Security is a distant consideration for many individual programmers, who understandably are focused on creating software that enables the core functions they envision offering joy and utility to their customers. This paradigm has existed as long as the Internet has—programmers in academia coded to solve problems in a friendly environment where door locks were unnecessary and malicious or intentionally destructive behavior almost unheard of. Since additional effort in any phase of the SDL is costly, companies are reluctant to invest in cybersecurity initiatives until forced to do so.
Failure to devote time and effort to security considerations in the development process in the service of higher profit margins is likely to continue as long as companies can get away with it, but cybersecurity professionals are pushing back against the status quo.
Leveraging the SDL for Improved Security
Though this pattern prevails, it is not inevitable and strong counter-examples exist, many of them leveraging the Software Development Lifecycle to their security advantage.
At NASA in the 1970s, when the Space Shuttle was in development, programmers faced a sobering proposition: with the task of writing the control code for a flying bomb that would be carrying seven souls into the harsh realm of outer space, a bug could be lethal.
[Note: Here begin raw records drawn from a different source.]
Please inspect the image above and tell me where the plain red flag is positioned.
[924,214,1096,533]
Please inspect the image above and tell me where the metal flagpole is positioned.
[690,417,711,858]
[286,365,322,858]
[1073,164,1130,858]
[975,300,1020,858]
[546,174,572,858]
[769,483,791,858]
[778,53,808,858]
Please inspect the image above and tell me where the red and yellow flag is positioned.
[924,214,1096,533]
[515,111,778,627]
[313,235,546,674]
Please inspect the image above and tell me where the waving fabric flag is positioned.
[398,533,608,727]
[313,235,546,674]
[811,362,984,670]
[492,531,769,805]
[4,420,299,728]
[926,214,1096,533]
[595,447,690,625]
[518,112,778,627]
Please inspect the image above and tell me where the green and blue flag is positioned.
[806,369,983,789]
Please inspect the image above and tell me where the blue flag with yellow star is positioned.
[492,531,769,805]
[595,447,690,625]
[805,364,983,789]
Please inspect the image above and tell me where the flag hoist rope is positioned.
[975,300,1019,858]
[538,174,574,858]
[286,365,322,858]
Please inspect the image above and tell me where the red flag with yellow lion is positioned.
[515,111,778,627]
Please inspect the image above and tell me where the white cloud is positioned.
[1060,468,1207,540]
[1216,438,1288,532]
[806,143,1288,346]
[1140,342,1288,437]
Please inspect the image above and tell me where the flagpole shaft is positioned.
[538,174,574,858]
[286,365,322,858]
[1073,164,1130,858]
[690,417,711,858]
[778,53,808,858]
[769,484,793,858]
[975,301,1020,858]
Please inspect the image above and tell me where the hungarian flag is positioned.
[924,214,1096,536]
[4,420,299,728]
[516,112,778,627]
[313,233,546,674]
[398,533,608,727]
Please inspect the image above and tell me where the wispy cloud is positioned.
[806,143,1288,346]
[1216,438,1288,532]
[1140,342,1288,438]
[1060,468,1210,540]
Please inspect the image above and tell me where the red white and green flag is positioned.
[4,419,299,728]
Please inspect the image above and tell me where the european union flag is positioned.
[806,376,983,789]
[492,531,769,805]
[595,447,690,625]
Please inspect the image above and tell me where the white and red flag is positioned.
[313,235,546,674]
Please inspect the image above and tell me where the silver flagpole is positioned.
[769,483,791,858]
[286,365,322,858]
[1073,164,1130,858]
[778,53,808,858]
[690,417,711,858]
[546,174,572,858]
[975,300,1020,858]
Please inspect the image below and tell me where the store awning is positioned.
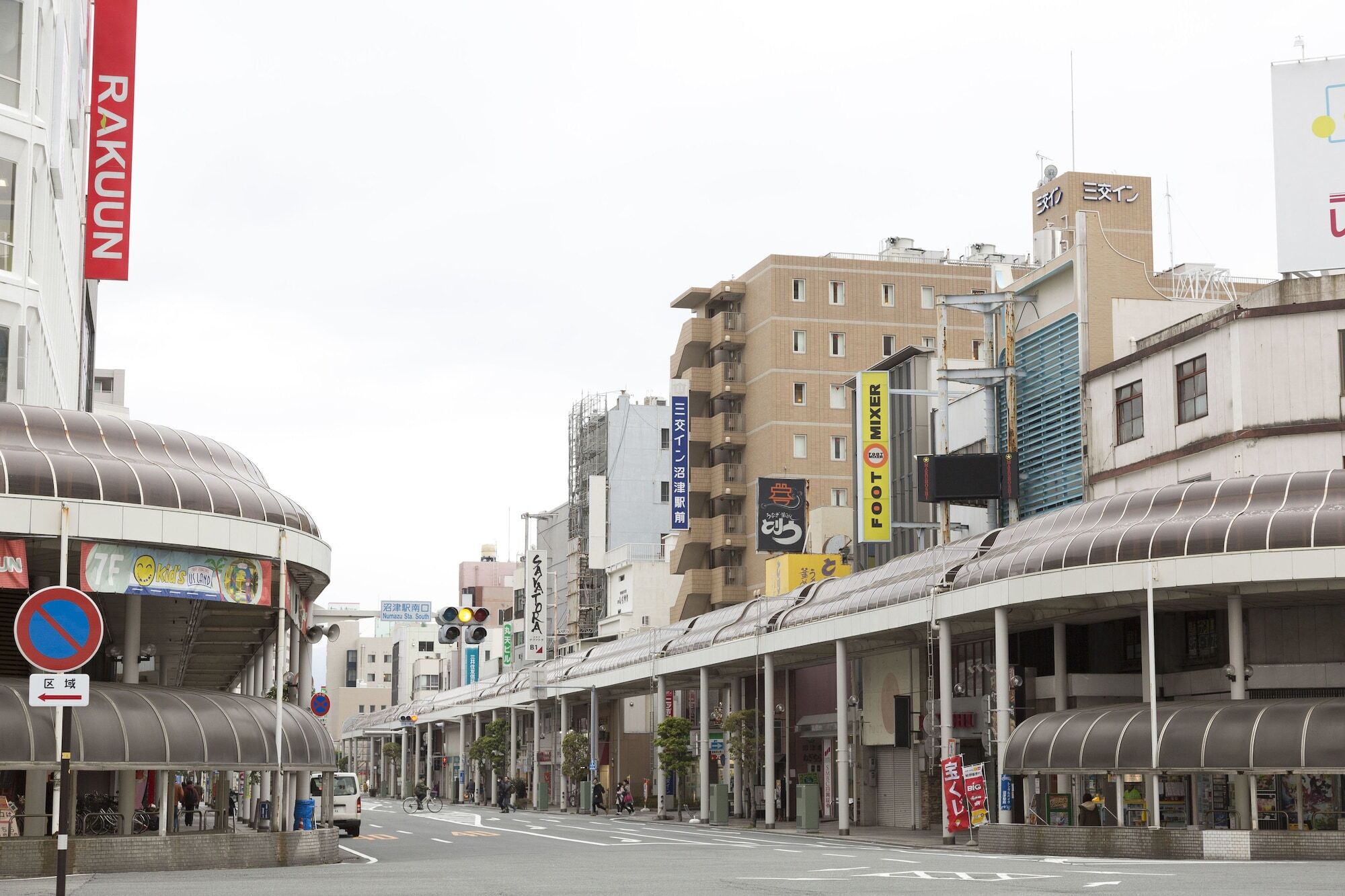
[0,678,336,771]
[1005,697,1345,775]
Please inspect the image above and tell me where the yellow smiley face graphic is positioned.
[130,555,155,588]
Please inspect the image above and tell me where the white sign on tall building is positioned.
[525,551,546,662]
[1270,56,1345,273]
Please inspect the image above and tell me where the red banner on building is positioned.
[962,763,990,827]
[939,756,971,834]
[85,0,136,280]
[0,538,28,588]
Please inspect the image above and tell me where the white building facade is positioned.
[0,0,97,410]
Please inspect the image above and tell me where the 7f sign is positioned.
[855,370,892,541]
[85,0,136,280]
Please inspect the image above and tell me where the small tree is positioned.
[724,709,761,827]
[467,719,508,775]
[654,716,695,821]
[561,731,589,813]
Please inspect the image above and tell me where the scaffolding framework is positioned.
[566,394,608,639]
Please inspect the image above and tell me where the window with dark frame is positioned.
[1116,379,1145,445]
[1177,355,1209,423]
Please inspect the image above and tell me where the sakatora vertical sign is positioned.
[525,551,547,662]
[670,379,691,532]
[85,0,136,280]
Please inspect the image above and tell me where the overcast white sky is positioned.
[98,0,1345,635]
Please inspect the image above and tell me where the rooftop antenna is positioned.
[1163,177,1177,270]
[1069,50,1079,171]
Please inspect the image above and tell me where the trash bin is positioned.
[295,799,313,830]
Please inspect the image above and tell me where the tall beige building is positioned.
[671,238,1026,619]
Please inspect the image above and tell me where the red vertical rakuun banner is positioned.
[939,756,971,834]
[85,0,136,280]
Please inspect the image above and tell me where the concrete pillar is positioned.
[654,676,668,819]
[698,666,710,822]
[1049,621,1069,712]
[117,595,141,834]
[935,619,956,845]
[989,607,1013,825]
[761,654,775,830]
[837,639,850,837]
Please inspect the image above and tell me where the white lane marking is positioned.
[338,846,378,865]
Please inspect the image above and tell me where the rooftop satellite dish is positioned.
[822,536,850,555]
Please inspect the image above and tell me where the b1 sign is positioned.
[1270,56,1345,272]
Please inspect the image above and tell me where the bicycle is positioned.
[402,797,444,815]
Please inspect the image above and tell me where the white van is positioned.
[308,772,364,837]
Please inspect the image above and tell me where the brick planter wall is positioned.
[0,827,340,877]
[976,825,1345,860]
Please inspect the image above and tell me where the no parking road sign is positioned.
[13,585,102,673]
[308,692,332,716]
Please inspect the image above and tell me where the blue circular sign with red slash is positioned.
[13,585,104,673]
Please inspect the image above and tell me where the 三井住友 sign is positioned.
[378,600,434,622]
[79,542,270,607]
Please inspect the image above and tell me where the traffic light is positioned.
[434,607,491,645]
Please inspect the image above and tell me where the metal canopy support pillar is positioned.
[769,654,775,830]
[1049,621,1069,713]
[1228,595,1260,830]
[937,619,956,846]
[837,638,850,837]
[118,595,141,834]
[990,607,1013,825]
[697,666,710,822]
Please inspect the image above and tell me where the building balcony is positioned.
[709,311,745,348]
[671,315,722,379]
[710,360,746,398]
[710,464,748,498]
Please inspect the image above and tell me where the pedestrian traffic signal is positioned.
[434,607,491,645]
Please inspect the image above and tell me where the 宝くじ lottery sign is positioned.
[79,542,270,607]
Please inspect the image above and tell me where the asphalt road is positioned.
[0,801,1345,896]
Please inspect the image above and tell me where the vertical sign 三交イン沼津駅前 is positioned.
[939,756,971,834]
[523,551,547,662]
[855,370,892,542]
[670,395,691,532]
[83,0,136,280]
[757,477,808,555]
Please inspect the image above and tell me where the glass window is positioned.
[1116,379,1145,445]
[1177,355,1209,423]
[0,0,23,108]
[0,157,19,270]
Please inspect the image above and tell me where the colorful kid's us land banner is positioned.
[79,542,270,607]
The team responded by creating possibly the strictest, most secure software development scheme in history. By 2011, the last three versions of the software deployed, with nearly half a million lines of code in each, had no more than a single error each, never crashed, and never miscalculated.
NASA’s team had a $35 million budget to accomplish their goal, but such security does not require huge amounts of money to accomplish. OpenBSD, a free variant of the Unix system software that largely undergirds today’s Internet, is produced entirely by volunteer developers with a strict focus on security. In the nearly 20 years the operation system has been available, only two remotely exploitable security holes have ever been found.
The team accomplishes this through a thoroughly open code base and constant cycles of auditing and code review—a key phase of most SDL spiral models which is overlooked by other developers.
Cybersecurity Professionals Have a Role to Play in the SDL
Although most cybersecurity workers are not expert programmers, certain niche information security careers require deep coding knowledge and experience. White hat hackers pour through code, looking for vulnerabilities. Applications security specialists work with software development engineers to produce more secure code. Even ordinary security engineers and analysts often use some basic programming skills in order to test software they are tasked with analyzing or deploying. Considerations will include:
- Security requirements of the application use case
- The user base expected for the application
- The underlying development technologies and languages being used
- Data access that will flow through the application
- The platform on which the application will be deployed
There are variations on how different programmers approach the SDL. For some organizations, a waterfall development model puts cybersecurity considerations into play during the design and testing phases, with limited opportunities to impact the software after deployment. In other places, the adoption of agile development methodologies involves security considerations at almost every step in the rapidly iterative coding cycle, with quick detection and correction of vulnerabilities emphasized.